Armenia - A woman votes in a polling station in Yerevan, 6Dec2015.
Armenia - A woman votes in a polling station in Yerevan, 6Dec2015.

A prosecutor demanded on Friday a suspended two-year prison sentence for the only Armenian official who has been prosecuted so far in connection with serious fraud reported before and during last month’s constitutional referendum.

Zaven Mirijanian, a local government official in Yerevan’s central administrative district, was arrested in late November for allegedly attempting to bribe an opposition member of an election commission into turning a blind eye into a miscounting of ballots to be cast in the December 6 vote.

The opposition Armenian National Congress (HAK) presented prosecutors with purported video evidence of the bribery attempt.

Mirijanian went on trial on Friday, pleading guilty to the accusation that he offered the commission member affiliated with the HAK to leave a polling station during the ballot count in return for 100,000 drams ($207) in cash. The suspended jail term demanded by a trial prosecutor afterwards means that he will almost certainly avoid imprisonment.

Levon Zurabian, the HAK’s deputy chairman, said the opposition party would appeal against such a verdict. Zurabian also complained that the 30-minute trial was held under a so-called “accelerated procedure” not involving cross-examination of witnesses and evidence. He said the court thus avoided trying to find out who ordered Mirijanian to bribe the HAK representative.

“Clearly, if they had properly investigated this case they would have had to point the finger at [President] Serzh Sarkisian because Serzh Sarkisian was the main organizer of those widespread falsifications,” Zurabian told RFE/RL’s Armenian service (Azatutyun.am).

The HAK and several other opposition parties claim that the authorities rigged the referendum results to enact controversial amendments to the Armenian constitution widely seen as important for Sarkisian’s political future. Their allegations have been echoed by Armenian civic groups that monitored the referendum. The Armenian authorities insist, however, that the vote was free and free.
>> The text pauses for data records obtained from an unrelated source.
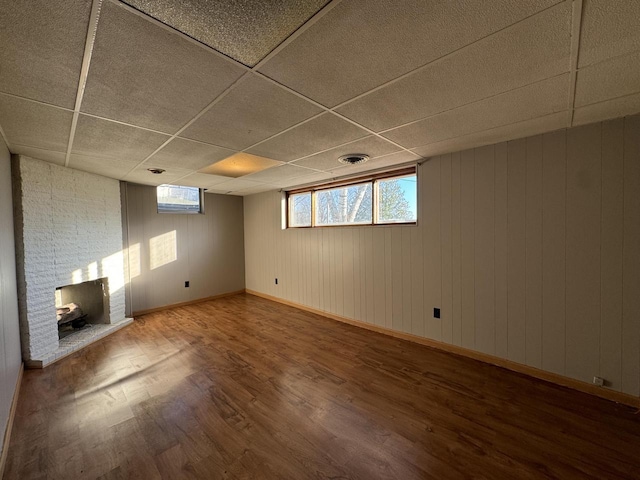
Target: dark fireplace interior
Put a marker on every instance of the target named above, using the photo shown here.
(81, 305)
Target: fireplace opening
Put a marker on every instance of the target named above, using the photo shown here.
(81, 305)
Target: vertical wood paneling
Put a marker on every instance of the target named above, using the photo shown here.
(396, 264)
(554, 166)
(583, 252)
(378, 276)
(534, 252)
(326, 270)
(631, 258)
(446, 249)
(484, 273)
(530, 248)
(417, 279)
(612, 235)
(347, 252)
(456, 257)
(430, 195)
(357, 275)
(338, 259)
(516, 257)
(500, 249)
(406, 280)
(388, 278)
(467, 236)
(369, 299)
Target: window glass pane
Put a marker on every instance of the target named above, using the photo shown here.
(344, 205)
(397, 199)
(300, 210)
(178, 199)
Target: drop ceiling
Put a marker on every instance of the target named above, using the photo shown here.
(115, 88)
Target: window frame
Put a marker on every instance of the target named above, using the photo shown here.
(372, 178)
(200, 210)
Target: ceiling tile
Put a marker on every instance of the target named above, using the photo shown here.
(615, 108)
(609, 28)
(398, 158)
(113, 167)
(362, 44)
(34, 124)
(254, 190)
(42, 49)
(244, 30)
(101, 138)
(254, 110)
(537, 100)
(185, 154)
(313, 178)
(231, 186)
(526, 128)
(612, 78)
(530, 51)
(319, 134)
(145, 75)
(143, 176)
(280, 173)
(372, 146)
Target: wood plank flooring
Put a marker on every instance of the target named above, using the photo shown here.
(245, 388)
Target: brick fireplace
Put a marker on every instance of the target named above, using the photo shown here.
(68, 231)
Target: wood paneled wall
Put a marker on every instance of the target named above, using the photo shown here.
(208, 249)
(531, 248)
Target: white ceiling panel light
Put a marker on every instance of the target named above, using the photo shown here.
(186, 85)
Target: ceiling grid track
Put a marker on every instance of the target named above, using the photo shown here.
(325, 109)
(190, 122)
(440, 59)
(253, 70)
(576, 28)
(84, 72)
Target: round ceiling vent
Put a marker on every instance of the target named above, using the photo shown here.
(353, 158)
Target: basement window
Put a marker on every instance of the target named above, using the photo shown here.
(180, 199)
(379, 199)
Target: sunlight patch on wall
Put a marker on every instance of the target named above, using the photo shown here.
(163, 249)
(113, 267)
(134, 261)
(92, 271)
(76, 276)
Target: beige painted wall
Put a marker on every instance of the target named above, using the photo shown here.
(10, 356)
(531, 248)
(165, 250)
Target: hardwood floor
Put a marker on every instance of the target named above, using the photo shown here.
(245, 388)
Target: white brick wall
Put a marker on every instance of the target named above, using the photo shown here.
(71, 232)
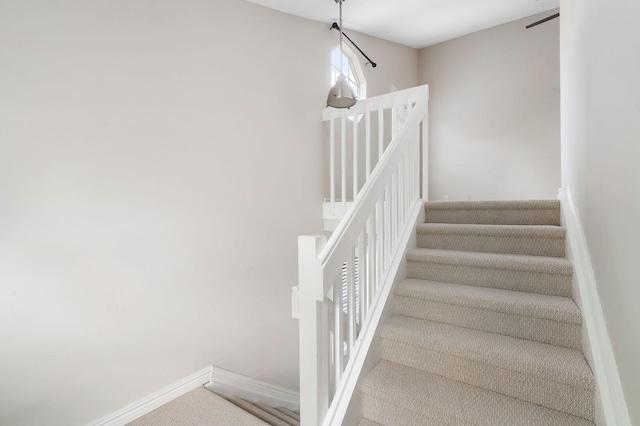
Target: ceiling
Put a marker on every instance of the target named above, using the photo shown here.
(415, 23)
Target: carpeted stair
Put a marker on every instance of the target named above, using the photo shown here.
(485, 331)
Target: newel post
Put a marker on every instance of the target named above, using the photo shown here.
(314, 335)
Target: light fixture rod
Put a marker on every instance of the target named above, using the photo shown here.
(335, 26)
(548, 18)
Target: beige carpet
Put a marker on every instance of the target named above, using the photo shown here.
(485, 331)
(199, 407)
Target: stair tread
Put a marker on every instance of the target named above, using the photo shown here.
(277, 413)
(555, 363)
(533, 231)
(367, 422)
(556, 308)
(516, 262)
(455, 402)
(289, 413)
(494, 205)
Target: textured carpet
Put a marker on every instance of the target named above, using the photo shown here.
(485, 331)
(198, 408)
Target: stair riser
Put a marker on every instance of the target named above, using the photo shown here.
(494, 217)
(389, 414)
(537, 390)
(551, 247)
(537, 329)
(532, 282)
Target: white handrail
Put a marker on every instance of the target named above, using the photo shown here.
(340, 279)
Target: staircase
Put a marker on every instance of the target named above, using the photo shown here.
(485, 331)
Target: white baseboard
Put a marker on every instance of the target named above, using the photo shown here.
(228, 383)
(155, 400)
(611, 407)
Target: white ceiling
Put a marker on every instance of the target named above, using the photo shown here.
(415, 23)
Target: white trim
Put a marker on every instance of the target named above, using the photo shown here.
(597, 345)
(228, 383)
(351, 376)
(151, 402)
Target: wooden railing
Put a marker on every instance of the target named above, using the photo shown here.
(340, 280)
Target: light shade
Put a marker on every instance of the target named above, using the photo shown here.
(341, 94)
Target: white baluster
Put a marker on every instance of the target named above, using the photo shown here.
(332, 164)
(367, 145)
(351, 299)
(355, 156)
(380, 133)
(343, 153)
(338, 344)
(362, 275)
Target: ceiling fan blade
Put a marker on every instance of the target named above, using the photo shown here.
(548, 18)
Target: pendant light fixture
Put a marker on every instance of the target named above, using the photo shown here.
(341, 94)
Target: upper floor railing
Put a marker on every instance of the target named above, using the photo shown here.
(340, 280)
(357, 138)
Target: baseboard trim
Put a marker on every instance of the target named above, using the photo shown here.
(151, 402)
(228, 383)
(598, 350)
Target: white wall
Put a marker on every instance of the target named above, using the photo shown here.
(157, 161)
(600, 65)
(494, 113)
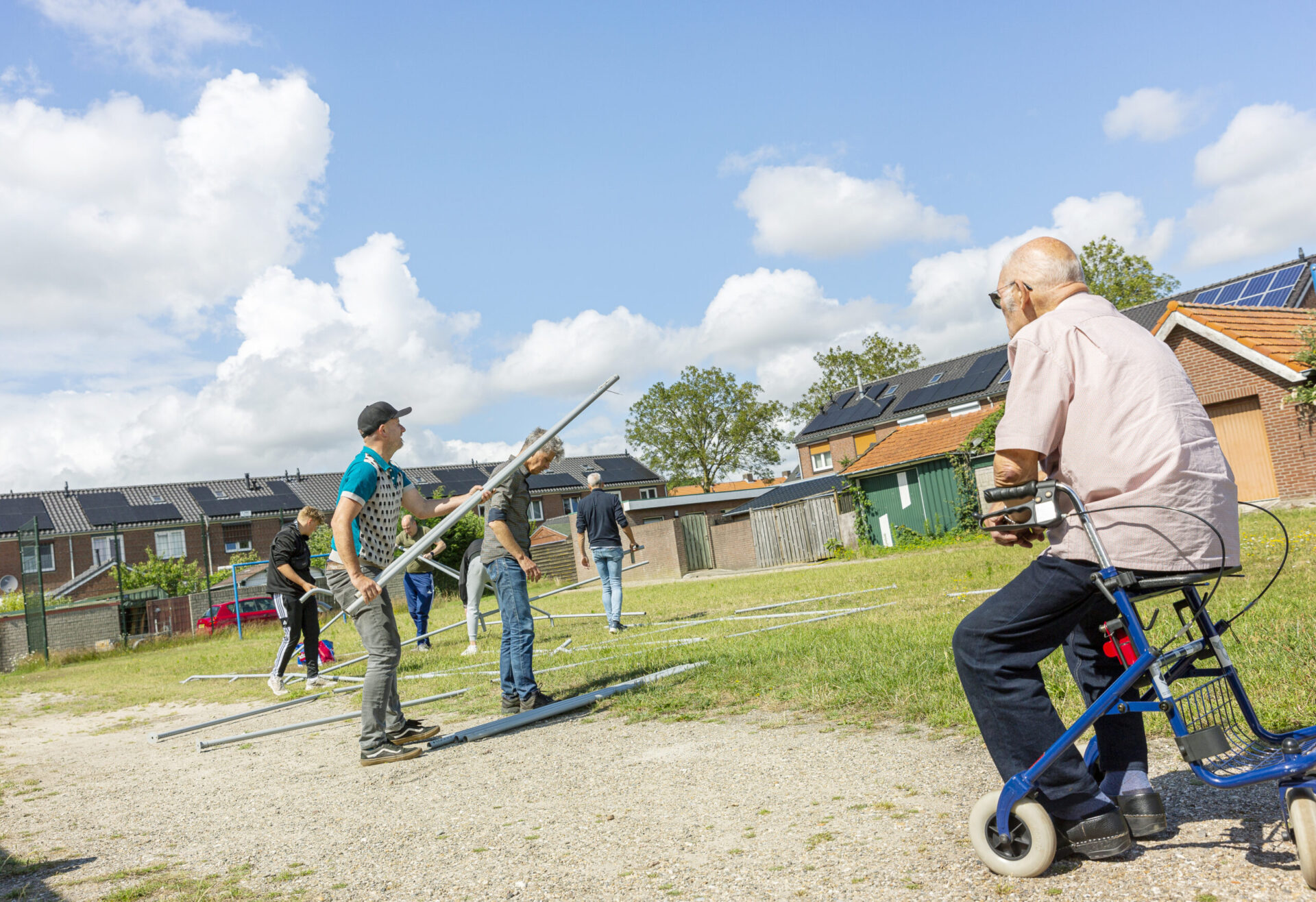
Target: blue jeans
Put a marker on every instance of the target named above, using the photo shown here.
(517, 646)
(609, 560)
(420, 596)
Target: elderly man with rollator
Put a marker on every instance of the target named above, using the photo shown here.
(1095, 402)
(370, 496)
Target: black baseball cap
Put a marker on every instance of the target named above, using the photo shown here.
(378, 414)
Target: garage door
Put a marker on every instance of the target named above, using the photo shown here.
(1243, 437)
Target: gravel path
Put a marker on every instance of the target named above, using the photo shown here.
(582, 807)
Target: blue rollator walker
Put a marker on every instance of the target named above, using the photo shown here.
(1214, 723)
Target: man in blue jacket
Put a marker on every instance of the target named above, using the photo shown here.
(598, 517)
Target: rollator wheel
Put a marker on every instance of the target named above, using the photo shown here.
(1031, 847)
(1302, 817)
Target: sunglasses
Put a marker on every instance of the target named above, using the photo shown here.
(995, 295)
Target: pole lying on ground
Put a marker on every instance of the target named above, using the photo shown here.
(816, 598)
(202, 744)
(399, 564)
(166, 734)
(565, 706)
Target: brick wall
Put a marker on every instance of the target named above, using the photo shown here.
(1219, 374)
(73, 626)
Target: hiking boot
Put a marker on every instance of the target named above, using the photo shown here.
(413, 733)
(1144, 812)
(536, 701)
(1099, 836)
(387, 753)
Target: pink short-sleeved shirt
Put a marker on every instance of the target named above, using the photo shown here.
(1114, 417)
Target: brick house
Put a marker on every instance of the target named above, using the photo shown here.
(211, 522)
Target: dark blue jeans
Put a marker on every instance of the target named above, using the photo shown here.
(420, 596)
(998, 651)
(517, 648)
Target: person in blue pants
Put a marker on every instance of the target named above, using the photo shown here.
(598, 520)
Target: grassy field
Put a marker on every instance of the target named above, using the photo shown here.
(881, 666)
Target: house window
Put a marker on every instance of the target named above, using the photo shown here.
(237, 537)
(48, 559)
(103, 550)
(170, 543)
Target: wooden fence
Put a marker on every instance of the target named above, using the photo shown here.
(795, 533)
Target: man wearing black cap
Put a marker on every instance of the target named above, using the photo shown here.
(370, 496)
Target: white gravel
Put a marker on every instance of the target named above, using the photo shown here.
(585, 807)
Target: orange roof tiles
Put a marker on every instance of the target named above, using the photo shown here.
(1269, 331)
(724, 486)
(912, 443)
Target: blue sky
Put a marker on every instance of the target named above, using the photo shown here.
(537, 162)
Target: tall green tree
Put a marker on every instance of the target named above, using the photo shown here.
(879, 357)
(1123, 278)
(705, 424)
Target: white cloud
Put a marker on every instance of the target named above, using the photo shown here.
(154, 36)
(822, 212)
(951, 314)
(1263, 175)
(1153, 115)
(124, 230)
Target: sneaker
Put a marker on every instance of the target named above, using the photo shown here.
(387, 753)
(1144, 812)
(1099, 836)
(413, 733)
(536, 701)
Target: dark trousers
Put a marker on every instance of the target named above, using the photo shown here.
(998, 651)
(300, 620)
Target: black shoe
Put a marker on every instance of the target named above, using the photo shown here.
(536, 701)
(1144, 812)
(413, 733)
(1099, 836)
(387, 753)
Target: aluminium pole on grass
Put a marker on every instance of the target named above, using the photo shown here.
(400, 563)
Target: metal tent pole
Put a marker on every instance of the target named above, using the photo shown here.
(202, 744)
(565, 706)
(399, 564)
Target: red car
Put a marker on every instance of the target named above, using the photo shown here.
(254, 610)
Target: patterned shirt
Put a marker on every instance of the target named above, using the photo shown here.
(378, 486)
(1112, 414)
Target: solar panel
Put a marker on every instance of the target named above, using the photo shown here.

Both the EU and the United States have urged the authorities to properly investigate the “credible” allegations. They have warned that failure to do so would compromise the legitimacy of the official referendum results showing a “Yes” vote for Sarkisian’s constitutional changes.

Armenian law-enforcement bodies say they have investigated more than 480 fraud reports and opened over 50 criminal cases in connection with them. Mirijanian is the only person known to have been arrested and prosecuted as a result.